El jefe de estrategia de Obama todavía lamenta no haber devuelto la llamada de Trump sobre el salón de baile: 'No tengo excusa'
Puntos clave
- •David Axelrod recibió en 2010 una llamada de Donald Trump ofreciendo construir un salón de baile modular en la Casa Blanca, pero la administración Obama nunca devolvió la llamada.
- •Axelrod descartó la propuesta en su momento porque el país se recuperaba de la peor recesión desde la Gran Depresión y la administración estaba enfocada en la economía y la Ley de Cuidado de Salud Asequible.
- •Trump promovió la idea del salón de baile en un mitin en enero de 2016 en Sioux City, Iowa, criticando el uso de carpas en el jardín sur por razones de seguridad y costo.
- •Trump dijo que quería construir un salón de baile durante su primer mandato pero que el momento no era el adecuado, y describió su mandato actual como un momento más poderoso, aunque no se ha anunciado ningún proyecto.

El ex jefe de estrategia del presidente Barack Obama todavía se pregunta si toda la era de Donald Trump podría haberse evitado con una simple llamada telefónica.
David Axelrod, quien dirigió las exitosas campañas presidenciales de Obama en 2008 y 2012 y luego se convirtió en comentarista político senior de CNN, relató a Ben Terris de New York Magazine una llamada que recibió en 2010 de Trump —entonces estrella de "Celebrity Apprentice" y quien insinuaba públicamente una candidatura presidencial— en la que le proponía un proyecto de construcción de un salón de baile en la Casa Blanca. Durante décadas, los grandes eventos de la Casa Blanca, como las cenas de gala, se han celebrado típicamente en carpas instaladas en el jardín sur, ya que los espacios interiores para recepciones del edificio son limitados.
"Yo construyo salones de baile", le dijo supuestamente Trump a Axelrod. "Construyo los mejores salones de baile del mundo: ven a Florida y compruébalo tú mismo. Ustedes hacen estas cenas de gala y las celebran en esas carpitas miserables de atrás. No es digno. Déjame construirte un salón de baile modular. Puedes armarlo y desarmarlo."
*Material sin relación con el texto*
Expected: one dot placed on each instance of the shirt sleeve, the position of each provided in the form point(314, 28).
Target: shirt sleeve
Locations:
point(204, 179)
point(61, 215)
Axelrod consideró que la idea era absurda, le dijo a Terris.
"Acabábamos de salir de la peor recesión desde la Gran Depresión, y estoy bastante seguro de que nadie en Estados Unidos piensa que nuestra prioridad debería ser un salón de baile para la Casa Blanca", dijo Axelrod. La llamada llegó en medio de la lenta recuperación de la crisis financiera de 2008, cuando el enfoque político de la administración estaba en la economía y en la recién aprobada Ley de Cuidado de Salud Asequible.
Axelrod transmitió el mensaje de Trump a la secretaria social de la Casa Blanca y asumió que alguien haría el seguimiento de la llamada, pero eso nunca ocurrió.
"Él merecía una llamada", dijo Axelrod. "No tengo excusa para eso."
No obstante, Axelrod se ha preguntado en ocasiones cómo habrían sido distintos los últimos 15 años —desde las conspiraciones "birther" de Trump hasta su descenso por la escalera dorada en junio de 2015— si la Casa Blanca de Obama hubiera devuelto la llamada sobre el salón de baile.
"Si lo hubiéramos dejado construir su salón de baile modular, quizás no habríamos tenido que demoler el Ala Este", dijo Axelrod. "Y en ese sentido, hasta lamento no haberlo hecho."
El presidente de 80 años le dijo a Terris que no guarda rencor por el episodio, pero que le enseñó algo sobre la administración Obama.
"No son buenos para los negocios", dijo. "Si alguien te ofrece un salón de baile gratis, acéptalo, ¿no?"
Trump nunca abandonó la idea de construir un salón de baile, e incluso hizo campaña con la propuesta en un mitin en Iowa en enero de 2016, contándoles a sus seguidores lo que llevaría a Washington.
"Conseguiremos a la mejor gente, lo mejor de todo: tendremos el mejor salón de baile", dijo Trump en Sioux City. "Porque noto que siempre ponen carpas en el jardín. Uno, no es bueno para la seguridad. Dos, el tipo que es dueño de las carpas está haciendo una fortuna."
Le dijo a Terris que quería construir un salón de baile durante su primer mandato, ya que le daba vergüenza invitar a líderes extranjeros a la Casa Blanca sin uno, pero que el momento nunca pareció el adecuado.
"En el primer mandato, estaba sitiado", le dijo a Terris. "No sentía que fuera la atmósfera... [Este] es un momento mucho más poderoso". El comentario apunta a un posible impulso renovado en su mandato actual, aunque no se ha anunciado ningún proyecto de ese tipo.